Wtorek, 26 listopada 2024 r.  .
REKLAMA

Futsal. Pierwsze zwycięstwo

Data publikacji: 06 października 2021 r. 20:37
Ostatnia aktualizacja: 06 października 2021 r. 20:37
Futsal. Pierwsze zwycięstwo
Szczecinianie pokonali Orlika w hali przy ul. Twardowskiego. Fot. Ryszard PAKIESER  

W niedzielę Futsal Szczecin w I-ligowym pojedynku pokonał zespół Orlika Mosina 4:1 (1:0), a o meczu i nie tylko porozmawialiśmy z Konradem Żebrowskim, autorem jednej z bramek dla gospodarzy (pozostałe gole zdobyli: Peda, Giorgobiani i Kubicki).

 

– Odnieśliście pierwsze zwycięstwo w I lidze. Jak ocenia pan dyspozycję drużyny w meczu?

– Myślę, że byliśmy mocni w tym spotkaniu. Rywal w porównaniu do poprzedniego sezonu prawie się nie zmienił. Skład pozostał ten sam. Uważam, że wczoraj byliśmy dużo lepszą drużyną i zasłużenie wygraliśmy.

– O co będzie walczył Futsal Szczecin w tym sezonie?

– Ciężko coś powiedzieć. Dopiero dwa mecze za nami. Jak będziemy sumiennie pracować, to myślę, że środek tabeli jest realnym celem.

– Po stracie gola na 1:1, podeszliście wysokim pressingiem pod przeciwnika. Czy takie było założenie?

– Tak. Dostaliśmy sygnał od trenera, żeby mocno rywala spressować. Było to dobre posunięcie, gdyż dzięki temu strzeliliśmy bramkę.

– Nad czym według pana drużyna musi jeszcze popracować?

– Myślę, że nad wszystkimi aspektami. Na pewno nad grą pozycyjną w ataku. Skuteczność mamy w miarę dobrą. Strzeliliśmy 8 bramek w dwóch meczach, więc nie jest źle.

– Najbliższy mecz gracie na wyjeździe z drużyną KS Gniezno. Czy rywale powinni obawiać się tego spotkania?

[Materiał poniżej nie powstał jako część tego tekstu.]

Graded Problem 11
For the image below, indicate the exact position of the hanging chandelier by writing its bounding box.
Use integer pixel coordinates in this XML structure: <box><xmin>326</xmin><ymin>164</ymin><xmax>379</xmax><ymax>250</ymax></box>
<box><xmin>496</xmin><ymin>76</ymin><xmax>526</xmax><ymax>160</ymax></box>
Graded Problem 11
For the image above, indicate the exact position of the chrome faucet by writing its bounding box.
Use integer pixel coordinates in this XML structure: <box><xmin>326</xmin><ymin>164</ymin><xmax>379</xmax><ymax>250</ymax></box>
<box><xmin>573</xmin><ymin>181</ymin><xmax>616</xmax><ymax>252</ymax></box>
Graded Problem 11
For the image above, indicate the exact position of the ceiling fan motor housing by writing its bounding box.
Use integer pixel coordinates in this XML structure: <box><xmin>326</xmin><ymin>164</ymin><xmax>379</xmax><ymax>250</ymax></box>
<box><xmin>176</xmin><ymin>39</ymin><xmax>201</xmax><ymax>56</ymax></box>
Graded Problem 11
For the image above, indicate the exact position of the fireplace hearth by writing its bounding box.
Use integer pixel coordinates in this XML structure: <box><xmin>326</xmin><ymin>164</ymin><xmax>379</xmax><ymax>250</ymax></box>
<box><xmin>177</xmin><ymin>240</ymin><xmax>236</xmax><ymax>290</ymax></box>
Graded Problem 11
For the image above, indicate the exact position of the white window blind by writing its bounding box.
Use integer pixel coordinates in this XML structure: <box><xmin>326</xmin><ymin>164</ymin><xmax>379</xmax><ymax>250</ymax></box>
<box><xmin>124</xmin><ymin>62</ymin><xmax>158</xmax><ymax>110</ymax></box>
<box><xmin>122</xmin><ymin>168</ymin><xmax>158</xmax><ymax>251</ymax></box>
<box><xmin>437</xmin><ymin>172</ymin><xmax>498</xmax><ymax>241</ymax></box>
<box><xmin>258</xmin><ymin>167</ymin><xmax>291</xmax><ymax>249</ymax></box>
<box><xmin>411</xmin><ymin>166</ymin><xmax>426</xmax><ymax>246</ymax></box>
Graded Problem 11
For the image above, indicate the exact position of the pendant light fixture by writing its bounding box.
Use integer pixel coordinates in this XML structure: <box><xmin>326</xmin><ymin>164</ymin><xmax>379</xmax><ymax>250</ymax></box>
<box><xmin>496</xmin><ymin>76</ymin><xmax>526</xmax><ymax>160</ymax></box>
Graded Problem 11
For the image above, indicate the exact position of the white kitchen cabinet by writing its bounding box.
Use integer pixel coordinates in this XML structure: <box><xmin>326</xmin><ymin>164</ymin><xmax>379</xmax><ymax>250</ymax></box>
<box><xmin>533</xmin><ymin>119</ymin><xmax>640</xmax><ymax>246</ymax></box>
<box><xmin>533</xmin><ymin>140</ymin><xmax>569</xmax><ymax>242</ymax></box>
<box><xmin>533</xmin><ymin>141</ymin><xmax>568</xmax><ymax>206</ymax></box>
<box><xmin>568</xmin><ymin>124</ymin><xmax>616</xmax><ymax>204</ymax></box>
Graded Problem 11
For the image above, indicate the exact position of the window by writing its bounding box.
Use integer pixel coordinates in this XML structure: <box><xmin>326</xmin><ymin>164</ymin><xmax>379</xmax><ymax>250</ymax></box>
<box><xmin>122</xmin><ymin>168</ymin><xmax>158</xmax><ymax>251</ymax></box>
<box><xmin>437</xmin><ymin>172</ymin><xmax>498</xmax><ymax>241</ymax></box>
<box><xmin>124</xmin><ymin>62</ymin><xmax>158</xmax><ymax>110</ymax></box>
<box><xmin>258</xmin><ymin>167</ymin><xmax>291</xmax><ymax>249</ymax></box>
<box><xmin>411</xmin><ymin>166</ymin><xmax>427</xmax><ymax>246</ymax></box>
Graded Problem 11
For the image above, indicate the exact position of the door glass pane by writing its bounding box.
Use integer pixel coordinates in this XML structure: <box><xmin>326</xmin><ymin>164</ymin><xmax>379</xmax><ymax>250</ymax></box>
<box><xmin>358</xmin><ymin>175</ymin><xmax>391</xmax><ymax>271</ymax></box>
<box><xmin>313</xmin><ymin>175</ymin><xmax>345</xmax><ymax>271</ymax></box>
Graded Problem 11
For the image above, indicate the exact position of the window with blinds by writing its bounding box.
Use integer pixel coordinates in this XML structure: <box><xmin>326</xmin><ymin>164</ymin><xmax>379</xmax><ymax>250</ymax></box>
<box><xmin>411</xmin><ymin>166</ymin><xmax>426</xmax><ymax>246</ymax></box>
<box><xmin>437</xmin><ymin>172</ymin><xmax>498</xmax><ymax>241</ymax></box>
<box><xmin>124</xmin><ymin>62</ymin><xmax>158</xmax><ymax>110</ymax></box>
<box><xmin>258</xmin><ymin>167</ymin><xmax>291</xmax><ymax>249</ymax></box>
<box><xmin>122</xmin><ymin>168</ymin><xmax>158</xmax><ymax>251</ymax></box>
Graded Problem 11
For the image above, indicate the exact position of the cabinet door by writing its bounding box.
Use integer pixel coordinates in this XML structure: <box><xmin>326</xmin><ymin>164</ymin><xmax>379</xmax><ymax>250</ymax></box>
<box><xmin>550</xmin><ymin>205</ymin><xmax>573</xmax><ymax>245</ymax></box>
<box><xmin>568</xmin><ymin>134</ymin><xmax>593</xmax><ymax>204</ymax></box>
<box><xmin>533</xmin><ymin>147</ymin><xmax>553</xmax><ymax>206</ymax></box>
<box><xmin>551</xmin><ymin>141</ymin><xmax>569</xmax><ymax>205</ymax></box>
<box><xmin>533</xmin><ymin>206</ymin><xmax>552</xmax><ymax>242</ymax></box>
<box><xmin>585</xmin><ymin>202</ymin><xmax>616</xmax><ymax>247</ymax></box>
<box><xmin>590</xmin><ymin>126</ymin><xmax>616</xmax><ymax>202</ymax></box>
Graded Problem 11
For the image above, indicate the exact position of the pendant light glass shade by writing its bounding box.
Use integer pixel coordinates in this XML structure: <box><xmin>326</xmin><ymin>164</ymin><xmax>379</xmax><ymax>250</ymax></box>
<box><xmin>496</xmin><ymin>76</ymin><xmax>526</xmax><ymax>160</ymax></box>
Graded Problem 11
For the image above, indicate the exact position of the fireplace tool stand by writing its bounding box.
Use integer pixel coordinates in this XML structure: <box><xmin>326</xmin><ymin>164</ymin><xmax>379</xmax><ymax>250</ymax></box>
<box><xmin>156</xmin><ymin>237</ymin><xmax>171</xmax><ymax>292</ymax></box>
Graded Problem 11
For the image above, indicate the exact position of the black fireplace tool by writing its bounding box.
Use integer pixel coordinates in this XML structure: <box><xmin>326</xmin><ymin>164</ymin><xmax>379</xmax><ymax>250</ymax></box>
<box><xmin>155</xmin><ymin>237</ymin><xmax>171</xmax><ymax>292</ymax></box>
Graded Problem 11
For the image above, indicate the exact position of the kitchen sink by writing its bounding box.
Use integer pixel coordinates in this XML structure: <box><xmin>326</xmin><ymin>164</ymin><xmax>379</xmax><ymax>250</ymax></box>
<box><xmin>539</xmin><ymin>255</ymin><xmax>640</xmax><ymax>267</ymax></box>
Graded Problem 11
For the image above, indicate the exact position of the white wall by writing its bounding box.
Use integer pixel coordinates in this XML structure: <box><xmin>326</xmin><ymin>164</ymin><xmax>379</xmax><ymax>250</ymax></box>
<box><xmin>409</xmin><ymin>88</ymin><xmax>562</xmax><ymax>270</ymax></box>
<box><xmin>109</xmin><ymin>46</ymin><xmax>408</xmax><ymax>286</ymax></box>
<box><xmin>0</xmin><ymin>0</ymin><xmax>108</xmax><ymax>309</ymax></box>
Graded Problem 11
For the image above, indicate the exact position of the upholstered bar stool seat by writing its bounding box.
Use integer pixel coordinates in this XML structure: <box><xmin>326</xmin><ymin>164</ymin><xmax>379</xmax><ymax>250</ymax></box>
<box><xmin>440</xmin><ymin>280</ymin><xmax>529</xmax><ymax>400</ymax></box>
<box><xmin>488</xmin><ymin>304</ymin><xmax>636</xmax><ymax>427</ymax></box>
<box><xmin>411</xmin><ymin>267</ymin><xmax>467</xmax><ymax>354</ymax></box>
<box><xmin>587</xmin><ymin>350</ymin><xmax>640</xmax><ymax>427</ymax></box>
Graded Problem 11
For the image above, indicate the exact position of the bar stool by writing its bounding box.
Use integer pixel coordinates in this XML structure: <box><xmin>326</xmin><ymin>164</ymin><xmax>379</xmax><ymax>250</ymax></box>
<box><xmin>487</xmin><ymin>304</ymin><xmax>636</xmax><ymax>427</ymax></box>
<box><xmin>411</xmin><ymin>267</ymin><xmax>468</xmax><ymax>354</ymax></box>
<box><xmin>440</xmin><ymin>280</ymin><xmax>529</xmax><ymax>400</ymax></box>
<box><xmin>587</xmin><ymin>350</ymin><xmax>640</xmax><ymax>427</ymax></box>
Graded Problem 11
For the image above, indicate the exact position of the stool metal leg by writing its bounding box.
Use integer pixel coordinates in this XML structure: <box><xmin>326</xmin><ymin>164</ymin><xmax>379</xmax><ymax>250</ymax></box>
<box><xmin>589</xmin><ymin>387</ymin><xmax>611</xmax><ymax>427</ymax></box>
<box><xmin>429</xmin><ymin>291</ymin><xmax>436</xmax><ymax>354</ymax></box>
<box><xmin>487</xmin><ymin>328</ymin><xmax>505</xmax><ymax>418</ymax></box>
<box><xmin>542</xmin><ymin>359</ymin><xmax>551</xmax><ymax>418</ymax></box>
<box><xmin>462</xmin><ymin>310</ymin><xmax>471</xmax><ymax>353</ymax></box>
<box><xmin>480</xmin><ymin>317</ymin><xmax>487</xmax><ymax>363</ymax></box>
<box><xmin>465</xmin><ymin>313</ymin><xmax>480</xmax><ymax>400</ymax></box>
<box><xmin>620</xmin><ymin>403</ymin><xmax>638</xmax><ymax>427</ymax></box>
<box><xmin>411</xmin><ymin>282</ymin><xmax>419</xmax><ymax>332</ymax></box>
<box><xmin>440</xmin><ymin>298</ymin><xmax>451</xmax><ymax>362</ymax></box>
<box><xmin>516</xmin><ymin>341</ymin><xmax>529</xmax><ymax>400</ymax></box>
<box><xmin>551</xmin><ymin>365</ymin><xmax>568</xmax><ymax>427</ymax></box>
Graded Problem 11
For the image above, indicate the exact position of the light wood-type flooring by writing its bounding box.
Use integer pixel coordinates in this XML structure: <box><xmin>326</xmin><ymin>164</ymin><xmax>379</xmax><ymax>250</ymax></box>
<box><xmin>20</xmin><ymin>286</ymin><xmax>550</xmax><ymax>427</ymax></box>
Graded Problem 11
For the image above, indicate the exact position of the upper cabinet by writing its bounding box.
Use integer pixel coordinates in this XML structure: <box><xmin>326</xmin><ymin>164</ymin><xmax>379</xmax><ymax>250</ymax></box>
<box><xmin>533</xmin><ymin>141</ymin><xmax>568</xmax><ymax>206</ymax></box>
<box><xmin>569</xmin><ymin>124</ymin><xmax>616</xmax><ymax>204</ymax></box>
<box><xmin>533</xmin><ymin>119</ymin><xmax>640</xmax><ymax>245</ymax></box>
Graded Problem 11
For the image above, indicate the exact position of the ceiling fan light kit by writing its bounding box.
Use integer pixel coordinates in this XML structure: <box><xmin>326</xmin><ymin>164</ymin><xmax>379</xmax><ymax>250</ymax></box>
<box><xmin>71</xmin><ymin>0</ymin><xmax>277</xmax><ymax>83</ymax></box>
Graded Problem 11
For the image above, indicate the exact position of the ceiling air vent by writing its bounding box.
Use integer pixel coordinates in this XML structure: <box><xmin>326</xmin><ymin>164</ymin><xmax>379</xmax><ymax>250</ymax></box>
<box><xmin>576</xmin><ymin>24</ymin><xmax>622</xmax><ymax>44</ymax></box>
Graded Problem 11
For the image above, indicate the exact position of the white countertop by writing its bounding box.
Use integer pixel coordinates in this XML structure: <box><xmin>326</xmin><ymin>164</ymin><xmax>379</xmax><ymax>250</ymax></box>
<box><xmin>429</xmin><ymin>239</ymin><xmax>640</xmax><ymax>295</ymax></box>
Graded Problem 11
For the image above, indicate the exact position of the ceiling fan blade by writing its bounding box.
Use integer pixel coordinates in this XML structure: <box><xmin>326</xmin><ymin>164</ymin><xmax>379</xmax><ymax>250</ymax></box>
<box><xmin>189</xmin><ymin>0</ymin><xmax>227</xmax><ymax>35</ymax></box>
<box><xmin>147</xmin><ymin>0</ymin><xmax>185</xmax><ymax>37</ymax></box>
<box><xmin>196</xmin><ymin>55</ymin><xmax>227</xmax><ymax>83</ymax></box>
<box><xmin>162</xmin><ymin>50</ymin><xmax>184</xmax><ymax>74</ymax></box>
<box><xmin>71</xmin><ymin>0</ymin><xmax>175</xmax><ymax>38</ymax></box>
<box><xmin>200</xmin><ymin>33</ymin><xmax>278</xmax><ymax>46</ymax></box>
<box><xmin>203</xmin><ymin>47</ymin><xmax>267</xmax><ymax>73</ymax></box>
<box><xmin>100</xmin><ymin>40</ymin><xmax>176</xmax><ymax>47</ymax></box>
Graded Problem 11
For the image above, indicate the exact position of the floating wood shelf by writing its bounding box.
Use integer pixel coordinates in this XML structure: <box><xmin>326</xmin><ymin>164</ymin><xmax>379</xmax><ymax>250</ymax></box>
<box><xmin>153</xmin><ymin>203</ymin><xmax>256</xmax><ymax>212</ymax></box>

– Każda drużyna powinna czuć przed nami respekt. Jeżeli będziemy jeździć na mecze pełnym składem, to powinniśmy być groźni dla każdego.

– Strzelił pan piękną bramkę z rzutu wolnego. Czy starszy brat Łukasz pogratulował panu trafienia?

– Brat powiedział, że strzał był klasa i złożył mi gratulacje. Na treningu ćwiczymy stałe fragmenty gry, więc nie był to przypadek. Mamy w drużynie kilku zawodników, którzy potrafią mocno uderzyć.

– Oglądał pan mistrzostwa świata w futsalu?

– Oglądałem i powiem szczerze, że od początku kibicowałem zwycięskiej Portugalii. Bardzo lubię Ricardinho i chciałem, żeby zdobył tytuł.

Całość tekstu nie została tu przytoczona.